The two May 2026 additions, PTRM and LDT, can be read as the latest branching points of this lineage. PTRM is “stochastic exploration on a trained model” that adds Gaussian noise at test time to a TRM checkpoint without retraining, and LDT is the “sound deduction lineage” that inherits Sotaku’s architecture while adding the lattice projection of abstract interpretation. Both are design choices that directly attack what HRM and TRM had been keeping tacitly, namely “a single deterministic trajectory” and “the opacity of latent states”.
The Progression of Mechanistic Interpretation: The Attractor Landscape (2026)
While the part-level novelty in the lineage has reached a plateau, research that mechanistically opens up the interior of recurrent depth networks has advanced in 2025-26. This is progress along the axis of increasing the resolution of “what is happening” rather than “what is moving”, and it substantially changes the interpretive frame for reading this book’s main models.
First, Ren & Liu (Ren and Liu 2026) (this book’s HRM chapter) showed that HRM’s fixed-point property does not actually hold and mechanistically pointed out that HRM’s solving style is “closer to guessing than reasoning”. Second, Blayney et al. (Blayney et al. 2026) probed a looped reasoning language model (the recurrent depth LM in the Geiping style) and reported that (i) each layer converges to a distinct fixed point per iteration, and (ii) the model repeats feedforward-style inference stages once per iteration. Third, Efstathiou & Balwani (Efstathiou and Balwani 2026) (this book’s PTRM chapter) used sparse autoencoders to analyze the latent dynamics of TRM and conclude that “recursive reasoning is not incremental refinement but adaptive search over an attractor landscape”.
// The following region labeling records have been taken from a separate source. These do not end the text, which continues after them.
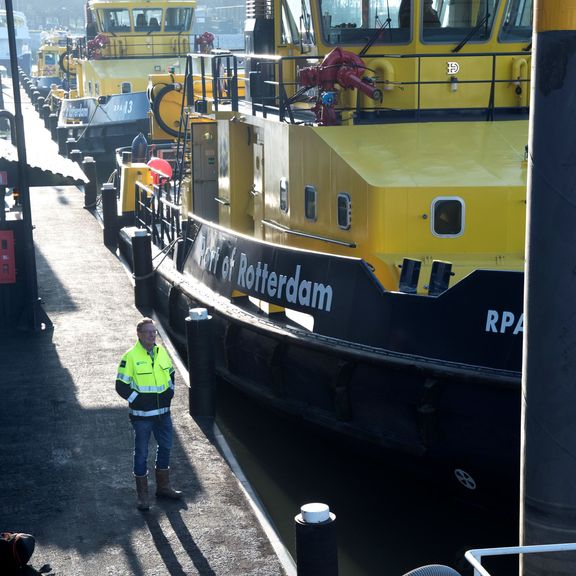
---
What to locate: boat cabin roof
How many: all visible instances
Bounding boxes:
[316,120,527,188]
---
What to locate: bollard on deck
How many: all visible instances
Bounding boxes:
[132,228,154,309]
[101,182,118,251]
[186,308,215,420]
[294,503,338,576]
[82,156,98,210]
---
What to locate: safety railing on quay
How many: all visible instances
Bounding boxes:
[464,542,576,576]
[134,178,182,255]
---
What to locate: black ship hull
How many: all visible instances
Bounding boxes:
[122,221,523,495]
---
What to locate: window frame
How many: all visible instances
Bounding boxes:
[304,184,318,222]
[279,176,290,214]
[430,196,466,238]
[336,192,352,230]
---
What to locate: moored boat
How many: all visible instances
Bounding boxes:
[32,29,76,97]
[51,0,195,164]
[119,0,532,498]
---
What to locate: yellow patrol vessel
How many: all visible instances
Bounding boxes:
[119,0,533,498]
[51,0,196,159]
[32,29,78,97]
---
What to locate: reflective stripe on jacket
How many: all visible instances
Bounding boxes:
[116,341,174,418]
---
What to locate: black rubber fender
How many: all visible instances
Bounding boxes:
[149,84,183,138]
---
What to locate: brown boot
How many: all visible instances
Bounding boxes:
[134,474,150,510]
[156,468,182,500]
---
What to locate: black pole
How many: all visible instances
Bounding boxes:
[520,0,576,576]
[132,229,154,310]
[5,0,51,330]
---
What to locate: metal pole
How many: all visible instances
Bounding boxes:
[6,0,51,330]
[520,0,576,576]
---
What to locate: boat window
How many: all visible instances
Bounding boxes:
[320,0,412,46]
[420,0,498,45]
[337,192,352,230]
[280,178,288,212]
[281,0,315,52]
[500,0,533,42]
[430,196,464,237]
[164,8,193,32]
[304,185,317,221]
[103,8,130,32]
[132,8,162,32]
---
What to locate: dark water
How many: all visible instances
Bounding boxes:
[218,386,518,576]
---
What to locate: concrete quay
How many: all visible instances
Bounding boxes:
[0,77,295,576]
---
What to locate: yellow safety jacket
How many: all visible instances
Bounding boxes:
[116,341,174,418]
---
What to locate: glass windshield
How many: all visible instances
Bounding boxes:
[418,0,498,43]
[281,0,314,45]
[164,8,192,32]
[321,0,410,44]
[132,8,162,32]
[500,0,532,42]
[102,9,130,32]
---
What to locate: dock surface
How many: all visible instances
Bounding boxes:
[0,83,285,576]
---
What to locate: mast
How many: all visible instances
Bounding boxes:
[520,0,576,576]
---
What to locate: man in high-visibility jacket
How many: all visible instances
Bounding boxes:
[116,318,182,510]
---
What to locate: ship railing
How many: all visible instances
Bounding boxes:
[189,51,530,122]
[464,542,576,576]
[134,176,182,256]
[78,34,190,60]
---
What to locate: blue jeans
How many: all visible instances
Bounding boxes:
[132,414,172,476]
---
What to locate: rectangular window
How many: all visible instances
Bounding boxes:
[430,197,465,237]
[164,8,193,32]
[99,9,130,32]
[304,185,317,221]
[280,178,288,213]
[132,8,162,32]
[338,192,352,230]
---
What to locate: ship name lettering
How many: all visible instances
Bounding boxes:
[486,310,524,335]
[237,253,333,312]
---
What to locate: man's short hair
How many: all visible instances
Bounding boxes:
[136,317,154,332]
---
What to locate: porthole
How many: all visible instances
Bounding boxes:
[430,196,465,238]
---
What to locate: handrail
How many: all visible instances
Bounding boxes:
[134,177,182,253]
[189,51,530,123]
[262,220,356,248]
[464,542,576,576]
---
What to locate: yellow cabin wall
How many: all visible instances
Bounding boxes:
[243,119,527,290]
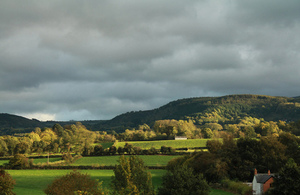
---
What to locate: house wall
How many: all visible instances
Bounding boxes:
[252,177,262,195]
[263,177,273,193]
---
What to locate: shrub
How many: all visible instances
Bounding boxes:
[221,179,252,195]
[8,154,29,169]
[112,155,154,195]
[158,165,210,195]
[44,171,103,195]
[0,169,16,195]
[62,152,73,164]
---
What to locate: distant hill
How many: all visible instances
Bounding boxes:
[95,95,300,131]
[0,95,300,135]
[0,113,101,135]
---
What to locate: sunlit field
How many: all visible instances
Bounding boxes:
[116,139,210,149]
[72,155,179,166]
[7,170,232,195]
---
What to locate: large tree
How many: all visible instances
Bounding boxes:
[112,155,154,195]
[270,159,300,195]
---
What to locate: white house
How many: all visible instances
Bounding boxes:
[252,169,274,195]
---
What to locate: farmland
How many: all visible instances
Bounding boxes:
[116,139,210,149]
[72,155,178,166]
[8,170,232,195]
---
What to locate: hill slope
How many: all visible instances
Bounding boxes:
[0,95,300,135]
[95,95,300,131]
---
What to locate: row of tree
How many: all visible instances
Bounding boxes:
[115,117,300,141]
[168,133,300,182]
[0,123,116,156]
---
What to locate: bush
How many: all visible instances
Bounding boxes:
[8,154,29,169]
[44,171,103,195]
[62,153,73,164]
[158,165,210,195]
[221,179,252,195]
[0,169,16,195]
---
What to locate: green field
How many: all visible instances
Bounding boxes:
[33,158,61,164]
[8,170,232,195]
[116,139,210,149]
[72,155,179,166]
[8,170,165,195]
[0,160,9,166]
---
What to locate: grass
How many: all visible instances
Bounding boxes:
[72,155,178,166]
[116,139,210,149]
[8,170,165,195]
[0,160,9,166]
[33,158,61,164]
[94,142,114,149]
[7,170,232,195]
[209,189,233,195]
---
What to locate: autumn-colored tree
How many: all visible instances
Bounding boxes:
[44,171,104,195]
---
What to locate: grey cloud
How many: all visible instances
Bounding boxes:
[0,0,300,120]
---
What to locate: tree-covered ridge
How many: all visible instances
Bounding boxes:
[0,95,300,135]
[97,95,300,131]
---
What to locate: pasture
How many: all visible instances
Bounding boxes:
[72,155,179,166]
[7,170,165,195]
[7,170,232,195]
[116,139,210,149]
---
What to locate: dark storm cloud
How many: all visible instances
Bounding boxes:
[0,0,300,120]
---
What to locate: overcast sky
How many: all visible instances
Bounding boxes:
[0,0,300,120]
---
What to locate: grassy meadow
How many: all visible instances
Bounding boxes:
[72,155,178,166]
[116,139,210,149]
[7,170,165,195]
[7,170,232,195]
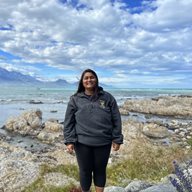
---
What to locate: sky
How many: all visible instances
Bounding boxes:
[0,0,192,88]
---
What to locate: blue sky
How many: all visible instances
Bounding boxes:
[0,0,192,88]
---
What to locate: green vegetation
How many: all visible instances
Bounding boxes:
[187,138,192,147]
[107,143,190,186]
[23,141,188,192]
[22,164,78,192]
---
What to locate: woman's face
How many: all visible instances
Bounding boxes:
[83,72,97,90]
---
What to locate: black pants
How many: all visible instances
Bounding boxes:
[75,143,111,191]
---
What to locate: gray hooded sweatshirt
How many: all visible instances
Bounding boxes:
[64,88,123,146]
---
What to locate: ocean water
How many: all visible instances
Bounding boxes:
[0,86,192,127]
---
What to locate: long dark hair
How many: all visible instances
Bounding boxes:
[75,69,99,94]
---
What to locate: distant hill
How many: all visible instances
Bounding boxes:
[0,67,41,84]
[0,67,110,88]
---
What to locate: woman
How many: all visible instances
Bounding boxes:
[64,69,123,192]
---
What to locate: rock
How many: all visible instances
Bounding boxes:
[0,141,40,192]
[37,131,61,144]
[140,183,177,192]
[142,123,169,139]
[104,186,126,192]
[5,109,42,135]
[43,172,78,187]
[43,121,63,132]
[125,180,152,192]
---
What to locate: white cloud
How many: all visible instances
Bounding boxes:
[0,0,192,88]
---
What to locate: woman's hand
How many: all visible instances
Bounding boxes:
[67,144,74,154]
[112,142,120,151]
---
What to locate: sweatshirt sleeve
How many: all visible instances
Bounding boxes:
[111,98,123,144]
[63,96,77,144]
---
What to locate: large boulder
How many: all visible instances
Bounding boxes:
[0,142,40,192]
[5,109,42,135]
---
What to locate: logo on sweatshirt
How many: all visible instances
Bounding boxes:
[99,99,105,109]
On the vision side, Jacobs et al. (Jacobs et al. 2026) showed that standard ViTs implicitly have a structure that repeats \(k \ll L\) distinct blocks along depth (Raptor recovers 96 % of DINOv2 with 2 blocks) and proposed a dynamical interpretation program with directional convergence into class-dependent angular basins, low-rank late-depth updates, and convergence to low-dimensional attractors.
What cuts across these is an integrated picture: the true nature of depth recurrence is not just “stacking layers to buy more compute” but a dynamical system that converges into a specific attractor basin for each input. This picture lets us re-read HRM and TRM’s “refining via depth” narrative, GRAM’s “diversifying attractors with multiple trajectories”, PTRM’s “escaping bad basins with noise”, and LDT’s “constraining attractors soundly with lattice projection” all as different engineering operations on the same attractor landscape. As scaffolding for reading this book’s five main models not just as “independent ideas from different schools” but as “complementary search strategies on the same landscape”, the progression of mechanistic interpretation is important.